As recently as 2011, large-format retailers would typically hire 200-300 people a month. Now, their hiring level has plunged to 80-100.
A senior executive from a leading retail chain said the overall workforce base in the sector is 40% lower than the pre-2008 levels. The retail industry, which used to require 3-4 lakh new skilled personnel annually, is not desperate to hire any more.
Macroeconomic woes, coupled with climatic vagaries, have taken a heavy toll of expansion plans of retailers, slowing hiring significantly, said Sangeeta Lala, co-founder and vice president of TeamLease Services, a staffing firm.
To be sure, attrition rate stands at the usual 30-40%, especially in front-end roles. But employers are not actively seeking replacements, said Lala. Thus, for every ten people who quit, only six or seven replacements are made.
That is not all. To keep manpower costs low, retail firms are hiring temps “for roles like store promoters, supervisors and front-line jobs”, said Lala. Typically, temps are not taken on payrolls.
The hiring squeeze is a direct consequence of restructuring of many retail businesses that have been shutting 5-10% of their stores that proved unprofitable.
This is in stark contrast to the recent past when large-format retailers sought to open at least 70 stores annually. Now, retailers sustain a store for up to eight months within which it is expected to break even and turn profitable. Else, it’s curtains. End of story.

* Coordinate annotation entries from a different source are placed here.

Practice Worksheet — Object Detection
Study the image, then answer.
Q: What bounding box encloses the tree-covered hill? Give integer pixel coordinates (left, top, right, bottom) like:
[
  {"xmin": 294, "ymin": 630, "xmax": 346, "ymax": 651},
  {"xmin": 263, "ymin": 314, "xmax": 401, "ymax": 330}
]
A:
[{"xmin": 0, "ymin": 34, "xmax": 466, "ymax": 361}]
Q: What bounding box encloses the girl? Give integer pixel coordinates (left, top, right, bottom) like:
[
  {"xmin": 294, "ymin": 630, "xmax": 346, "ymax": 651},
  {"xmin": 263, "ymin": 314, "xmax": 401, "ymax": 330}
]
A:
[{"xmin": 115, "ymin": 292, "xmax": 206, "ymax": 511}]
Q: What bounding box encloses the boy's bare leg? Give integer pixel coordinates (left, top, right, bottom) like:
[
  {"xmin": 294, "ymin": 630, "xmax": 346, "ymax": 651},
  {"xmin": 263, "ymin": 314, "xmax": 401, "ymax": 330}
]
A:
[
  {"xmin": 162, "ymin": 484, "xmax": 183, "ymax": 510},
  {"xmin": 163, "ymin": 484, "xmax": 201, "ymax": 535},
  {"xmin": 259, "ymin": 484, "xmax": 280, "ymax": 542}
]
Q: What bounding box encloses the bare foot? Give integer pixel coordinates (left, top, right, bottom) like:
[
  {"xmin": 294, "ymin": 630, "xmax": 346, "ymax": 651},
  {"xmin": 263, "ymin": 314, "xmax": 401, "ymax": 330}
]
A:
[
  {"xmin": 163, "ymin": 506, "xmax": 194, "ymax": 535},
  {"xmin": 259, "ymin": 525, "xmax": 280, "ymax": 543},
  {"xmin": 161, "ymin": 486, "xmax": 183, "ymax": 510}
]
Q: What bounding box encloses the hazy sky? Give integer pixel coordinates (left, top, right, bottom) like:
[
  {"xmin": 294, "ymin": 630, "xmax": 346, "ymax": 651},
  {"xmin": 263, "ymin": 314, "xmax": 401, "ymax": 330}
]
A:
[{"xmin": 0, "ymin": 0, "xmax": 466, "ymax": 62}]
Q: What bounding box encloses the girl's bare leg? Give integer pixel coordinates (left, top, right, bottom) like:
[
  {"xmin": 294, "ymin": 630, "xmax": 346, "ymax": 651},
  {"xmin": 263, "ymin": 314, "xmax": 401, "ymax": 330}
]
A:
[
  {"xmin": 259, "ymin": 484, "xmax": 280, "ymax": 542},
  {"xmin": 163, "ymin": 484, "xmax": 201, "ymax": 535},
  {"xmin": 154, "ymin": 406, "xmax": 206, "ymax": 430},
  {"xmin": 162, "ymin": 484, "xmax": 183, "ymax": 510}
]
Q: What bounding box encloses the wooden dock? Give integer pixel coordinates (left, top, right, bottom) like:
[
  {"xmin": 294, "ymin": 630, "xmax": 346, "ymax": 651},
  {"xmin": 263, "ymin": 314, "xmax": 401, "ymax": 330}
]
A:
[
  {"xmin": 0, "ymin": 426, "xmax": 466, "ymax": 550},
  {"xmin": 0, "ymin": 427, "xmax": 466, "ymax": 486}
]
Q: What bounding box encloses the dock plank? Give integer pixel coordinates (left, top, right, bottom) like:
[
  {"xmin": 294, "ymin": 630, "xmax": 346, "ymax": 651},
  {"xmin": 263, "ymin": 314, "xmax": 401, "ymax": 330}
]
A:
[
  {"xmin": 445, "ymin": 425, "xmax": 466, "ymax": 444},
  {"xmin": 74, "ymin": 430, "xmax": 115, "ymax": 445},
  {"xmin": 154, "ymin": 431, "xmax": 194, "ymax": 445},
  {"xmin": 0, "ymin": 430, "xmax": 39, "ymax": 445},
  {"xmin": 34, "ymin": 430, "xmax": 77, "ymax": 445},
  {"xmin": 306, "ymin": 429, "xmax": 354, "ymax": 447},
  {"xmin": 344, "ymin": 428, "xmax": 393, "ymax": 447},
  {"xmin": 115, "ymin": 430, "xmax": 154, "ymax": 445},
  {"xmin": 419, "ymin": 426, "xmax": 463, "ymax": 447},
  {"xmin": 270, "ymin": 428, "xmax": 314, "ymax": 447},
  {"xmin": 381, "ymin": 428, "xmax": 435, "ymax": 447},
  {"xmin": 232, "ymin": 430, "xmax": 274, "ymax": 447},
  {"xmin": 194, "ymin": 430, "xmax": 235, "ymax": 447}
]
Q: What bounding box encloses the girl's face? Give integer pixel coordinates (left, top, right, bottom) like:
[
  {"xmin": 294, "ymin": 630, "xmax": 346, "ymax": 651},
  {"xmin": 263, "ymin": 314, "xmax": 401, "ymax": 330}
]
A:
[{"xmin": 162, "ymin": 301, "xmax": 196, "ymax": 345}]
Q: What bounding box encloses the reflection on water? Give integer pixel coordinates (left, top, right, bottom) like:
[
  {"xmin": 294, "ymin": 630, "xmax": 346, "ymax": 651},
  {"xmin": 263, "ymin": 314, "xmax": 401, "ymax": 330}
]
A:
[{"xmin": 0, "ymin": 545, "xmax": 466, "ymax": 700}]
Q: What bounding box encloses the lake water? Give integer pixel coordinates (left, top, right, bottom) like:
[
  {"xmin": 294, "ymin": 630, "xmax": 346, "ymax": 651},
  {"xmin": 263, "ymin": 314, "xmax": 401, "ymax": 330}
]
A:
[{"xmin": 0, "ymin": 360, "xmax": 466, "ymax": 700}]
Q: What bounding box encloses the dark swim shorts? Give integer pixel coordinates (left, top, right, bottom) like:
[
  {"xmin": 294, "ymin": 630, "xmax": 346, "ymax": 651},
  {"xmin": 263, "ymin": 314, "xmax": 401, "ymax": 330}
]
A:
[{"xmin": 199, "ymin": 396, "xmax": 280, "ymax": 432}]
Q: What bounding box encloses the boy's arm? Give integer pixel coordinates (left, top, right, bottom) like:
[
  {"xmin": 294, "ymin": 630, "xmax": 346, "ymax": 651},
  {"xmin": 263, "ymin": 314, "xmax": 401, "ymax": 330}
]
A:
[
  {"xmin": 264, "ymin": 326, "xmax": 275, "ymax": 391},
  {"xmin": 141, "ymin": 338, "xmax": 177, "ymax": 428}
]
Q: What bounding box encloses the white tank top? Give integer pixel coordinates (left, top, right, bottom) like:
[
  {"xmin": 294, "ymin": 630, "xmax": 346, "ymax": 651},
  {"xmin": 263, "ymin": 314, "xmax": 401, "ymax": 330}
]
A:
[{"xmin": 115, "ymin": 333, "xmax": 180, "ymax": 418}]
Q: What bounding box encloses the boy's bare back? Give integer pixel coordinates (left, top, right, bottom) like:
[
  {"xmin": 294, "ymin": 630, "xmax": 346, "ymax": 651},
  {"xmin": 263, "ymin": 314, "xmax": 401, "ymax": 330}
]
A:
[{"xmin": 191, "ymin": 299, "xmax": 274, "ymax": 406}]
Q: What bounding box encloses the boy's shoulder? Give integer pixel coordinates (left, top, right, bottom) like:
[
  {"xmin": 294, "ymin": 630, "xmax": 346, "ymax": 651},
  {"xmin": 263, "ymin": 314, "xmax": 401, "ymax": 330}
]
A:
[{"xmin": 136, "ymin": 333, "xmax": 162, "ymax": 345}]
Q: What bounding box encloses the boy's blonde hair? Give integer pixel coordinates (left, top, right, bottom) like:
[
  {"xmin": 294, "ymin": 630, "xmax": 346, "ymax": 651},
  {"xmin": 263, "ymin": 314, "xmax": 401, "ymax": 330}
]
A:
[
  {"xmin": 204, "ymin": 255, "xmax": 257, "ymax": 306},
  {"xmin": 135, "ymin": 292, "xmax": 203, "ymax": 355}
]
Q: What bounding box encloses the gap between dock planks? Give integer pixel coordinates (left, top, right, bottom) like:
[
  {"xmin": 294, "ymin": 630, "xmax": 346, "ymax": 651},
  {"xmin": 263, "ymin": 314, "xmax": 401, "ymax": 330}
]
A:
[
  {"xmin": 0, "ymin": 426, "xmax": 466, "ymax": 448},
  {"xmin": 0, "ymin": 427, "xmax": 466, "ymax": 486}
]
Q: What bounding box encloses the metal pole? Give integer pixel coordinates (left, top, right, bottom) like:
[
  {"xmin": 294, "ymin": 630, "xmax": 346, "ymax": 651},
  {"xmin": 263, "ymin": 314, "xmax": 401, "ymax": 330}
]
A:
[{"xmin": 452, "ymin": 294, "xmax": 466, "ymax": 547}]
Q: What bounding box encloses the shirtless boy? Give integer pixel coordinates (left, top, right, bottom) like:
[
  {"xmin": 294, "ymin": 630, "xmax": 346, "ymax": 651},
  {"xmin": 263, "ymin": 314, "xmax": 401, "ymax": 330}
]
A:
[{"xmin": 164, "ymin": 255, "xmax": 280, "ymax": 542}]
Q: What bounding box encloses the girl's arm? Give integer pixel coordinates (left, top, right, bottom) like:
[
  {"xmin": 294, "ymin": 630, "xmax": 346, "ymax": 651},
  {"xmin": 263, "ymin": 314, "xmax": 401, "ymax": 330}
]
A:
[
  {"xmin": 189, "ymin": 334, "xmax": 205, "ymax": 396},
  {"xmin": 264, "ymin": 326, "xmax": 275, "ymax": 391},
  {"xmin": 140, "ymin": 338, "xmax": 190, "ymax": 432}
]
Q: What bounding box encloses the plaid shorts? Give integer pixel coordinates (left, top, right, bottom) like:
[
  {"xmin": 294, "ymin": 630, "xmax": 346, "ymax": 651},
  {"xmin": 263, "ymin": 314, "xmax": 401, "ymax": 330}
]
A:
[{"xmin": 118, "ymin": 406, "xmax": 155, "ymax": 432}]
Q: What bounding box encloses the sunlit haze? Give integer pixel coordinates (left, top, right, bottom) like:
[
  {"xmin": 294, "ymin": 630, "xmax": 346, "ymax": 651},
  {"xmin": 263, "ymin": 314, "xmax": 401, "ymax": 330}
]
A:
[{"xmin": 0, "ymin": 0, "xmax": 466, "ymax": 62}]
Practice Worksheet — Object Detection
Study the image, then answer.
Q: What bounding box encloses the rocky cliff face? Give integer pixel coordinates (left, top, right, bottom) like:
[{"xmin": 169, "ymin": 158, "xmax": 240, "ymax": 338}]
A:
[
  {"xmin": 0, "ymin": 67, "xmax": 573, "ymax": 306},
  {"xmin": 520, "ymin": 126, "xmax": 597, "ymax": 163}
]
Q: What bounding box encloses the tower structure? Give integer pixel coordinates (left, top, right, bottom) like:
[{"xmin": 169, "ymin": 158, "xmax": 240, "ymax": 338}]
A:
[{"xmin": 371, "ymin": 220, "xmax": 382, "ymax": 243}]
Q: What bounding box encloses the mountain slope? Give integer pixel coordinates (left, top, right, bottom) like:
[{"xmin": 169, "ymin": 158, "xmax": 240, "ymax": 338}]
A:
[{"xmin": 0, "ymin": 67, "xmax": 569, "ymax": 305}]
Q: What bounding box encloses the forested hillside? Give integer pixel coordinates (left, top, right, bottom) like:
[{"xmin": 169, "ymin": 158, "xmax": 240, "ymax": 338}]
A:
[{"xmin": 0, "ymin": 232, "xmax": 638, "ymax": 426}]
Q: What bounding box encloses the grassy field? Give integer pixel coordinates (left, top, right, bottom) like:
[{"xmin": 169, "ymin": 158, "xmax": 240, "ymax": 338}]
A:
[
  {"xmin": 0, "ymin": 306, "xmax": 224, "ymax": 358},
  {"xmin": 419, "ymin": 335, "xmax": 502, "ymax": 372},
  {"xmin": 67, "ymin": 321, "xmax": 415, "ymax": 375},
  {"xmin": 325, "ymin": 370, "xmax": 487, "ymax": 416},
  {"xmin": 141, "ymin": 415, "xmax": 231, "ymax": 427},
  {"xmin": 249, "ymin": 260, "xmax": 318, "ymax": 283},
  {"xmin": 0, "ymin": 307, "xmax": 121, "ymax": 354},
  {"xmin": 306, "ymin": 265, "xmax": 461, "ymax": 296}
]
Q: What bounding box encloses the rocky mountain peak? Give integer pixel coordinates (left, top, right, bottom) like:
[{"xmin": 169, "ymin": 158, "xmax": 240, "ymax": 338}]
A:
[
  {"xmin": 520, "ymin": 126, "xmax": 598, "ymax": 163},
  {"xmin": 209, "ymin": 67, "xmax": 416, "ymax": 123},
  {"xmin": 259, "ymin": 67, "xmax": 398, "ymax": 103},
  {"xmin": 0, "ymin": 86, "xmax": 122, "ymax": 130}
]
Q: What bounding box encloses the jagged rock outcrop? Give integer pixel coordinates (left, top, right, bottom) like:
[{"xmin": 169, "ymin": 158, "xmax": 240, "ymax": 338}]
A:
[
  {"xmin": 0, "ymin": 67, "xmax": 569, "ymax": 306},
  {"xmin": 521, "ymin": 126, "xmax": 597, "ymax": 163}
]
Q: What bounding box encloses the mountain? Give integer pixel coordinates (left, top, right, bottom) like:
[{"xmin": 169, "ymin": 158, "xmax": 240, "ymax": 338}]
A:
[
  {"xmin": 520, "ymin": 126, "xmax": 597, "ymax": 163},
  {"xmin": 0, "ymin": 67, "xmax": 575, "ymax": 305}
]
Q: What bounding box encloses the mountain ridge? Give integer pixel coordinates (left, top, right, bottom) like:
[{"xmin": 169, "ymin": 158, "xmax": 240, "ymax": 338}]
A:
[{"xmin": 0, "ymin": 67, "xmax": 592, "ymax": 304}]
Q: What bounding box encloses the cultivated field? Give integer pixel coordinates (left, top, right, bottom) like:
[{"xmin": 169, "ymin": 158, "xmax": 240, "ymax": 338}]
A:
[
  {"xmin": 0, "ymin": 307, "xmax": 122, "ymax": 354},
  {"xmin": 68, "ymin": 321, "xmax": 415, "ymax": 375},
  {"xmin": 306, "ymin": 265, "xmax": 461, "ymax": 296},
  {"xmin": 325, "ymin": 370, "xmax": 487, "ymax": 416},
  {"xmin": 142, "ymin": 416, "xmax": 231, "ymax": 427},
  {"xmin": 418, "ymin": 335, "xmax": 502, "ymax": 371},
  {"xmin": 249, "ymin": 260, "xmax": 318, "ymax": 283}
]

“Everyone is focused on profitability and no one is willing to keep a store which is not making money beyond a certain point,” said a senior executive at a retail chain.
Unlike in the past, retailers are not desperate to expand these days. Hence there are no pressing manpower requirements either, experts said.
Harminder Sahni, MD of Wazir Advisors, a retail consultancy, said though the investor sentiment is positive, caution characterises the retail industry these days.
“No money is coming from private equity players, nor are there any IPOs (initial public offerings) in the offing. Space is also an issue. All this is impacting retail expansion.”
“Impact” manifests in the form of bits-and-pieces expansion of retailers. Boldly going to newer cities where no retailer has gone before – well, that sort of sentiment is reined in for now.
For instance, Croma retail chain of Tata is looking to add 14 stores by March 2013, but without venturing to additional cities, said Ajit Joshi, MD and CEO, Infiniti Retail, operator of the chain. “Our 78 Croma stores are present in 15 cities. We will look at expanding only in existing cities.”
Other chains, too, have firmed up expansion-with-minimal-hiring plans.
The 185-outlet Spencer’s Retail will add about 25% additional trading space to its stores, putting the shop floor area in the range of 20,000-50,000 square feet. But it plans to have only 75-120 new hires per store, much lower than the earlier levels.
“Five years ago, we used to grow by 100-150% each year but now we’re selective,” said Nihar Ranjan Ghosh, executive director of HR, Spencer’s Retail.
Despite the turmoil, experts feel consumer sentiment remains strong, so future growth should be a certainty. Croma’s Joshi said Infiniti is witnessing double-digit growth as there has not been any decline in the buying pattern.
Kumar Rajagopalan, CEO of the Retailers Association of India, confirms the optimism. The retail industry, he said, is expected to grow at 20% and will need some 2.5 lakh trained people each year going forward.
In other words, the current hiring crunch may not be a permanent feature of the retail industry.